3.1 Processor programming

The processor hardware cannot be programmed in in-system-mode (ISP), because the operating voltage should not exceed 3 V. The processor has to be prgrammed on an extra programming board and then moved to the egg-timer hardware.

First, the processor is changed to operate with the internal 4-Mcs/s-RC-oscillator, to reduce power consumption. The DIV8 fuse stays activated, so that the processor runs with a 500 kcs/s clock. Slow enough for the V-version.

Assembler source code for the basic version is for download in asm format here and can be viewed in HTML format here. A newer version of the code provides a gamut and a melody at the start-up, asm format here and html format here.

In the source code, first the portpins are assigned. That means that all LEDs can be mounted in any sequence and assigned here. The drive row must be assigned by the correct output port, portpin and direction port. The extensive program code to drive the correct LED, at the end of the source code, is attributed to that flexibility in placing the LEDs.

Time measurement and LED-switching is assigned task of the 16-bit-timer 1, that runs in CTC mode. When reaching the value in the compare register A, every 0.2 sec, an interrupt is triggered and the T flag in the status register is set. The interrupt wakes up the processor from idle sleep. The T flag is cleared, and the lowest bit of the LED counter is checked. If this is one, the beep tone is switched off. If it is zero, it is checked whether a beep tone has to be generated. If yes, the speaker output is turned on (Timer 0 is activated) and the number of remaining beep tones is decremented.

After that, the last LED that was on, is switched off. The LED counter in incremented by one and is checked, if it is already higher than 10. If yes, the two-second-counter is incremented and checked, if this has reached 30. If yes, a minute is over and the minute register is incremented. If that has exceeded 10, the yellow LED is activated and a continous beep is initiated.

At the end, the next LED to be lit is calculated and, according to the minute counter, is switched to red or green. For calculation of the correct routine, the start address of a jump instruction table (red or green) is written to the register pair ZH:ZL and the LED number is added. By executing IJMP a jump to the correct routine is performed. After switching the correct LED, the routines all jump back to the sleep instruction of the main program loop.

3.2 Variations

There is a broad palette of possible variations:
  1. LED band speed:
  2. Incorrect LED order? No problem: exchange the lines
    ldi ZH,HIGH(TabRot) ; try with red, and
    ldi ZL,LOW(TabRot)
    against the lines
    ldi ZH,HIGH(TabGruen) ; no, it is green, and
    ldi ZL,LOW(TabGruen)
    and the line runs with opposite colors.
  3. Higher tone? No problem, in the line
    ldi rmp,63 ; CTC-value
    just exchange 63 by a smaller value for timer 0.
  4. Egg-timer for a musician? Possible.

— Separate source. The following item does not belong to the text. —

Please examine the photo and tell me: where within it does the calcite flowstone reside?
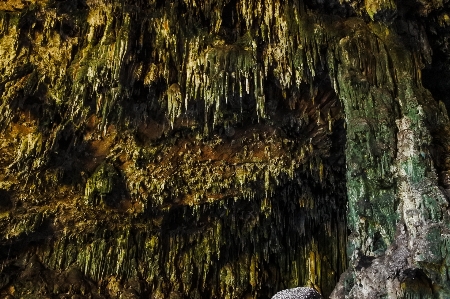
[272,287,323,299]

Just add a table with the CTC values of the gamut to the flash, and, after each minute, change the CTC value with the next value in the table.
  5. If your customer prefers hard-boiled eggs of the type "golfball": add four dual-LEDs to the four available portpins and add them to the software.
  6. ...
The number of possible variations makes it impossible to offer the software for all these variations. The number of variations should be big enough to design an individual gift for each and everyone in your circle of friends, so that no one gets a timer with exactly the same design. But: keep good records on all the distributed variations. Otherwise you might run into new trouble.

And now: good luck with your handicrafts.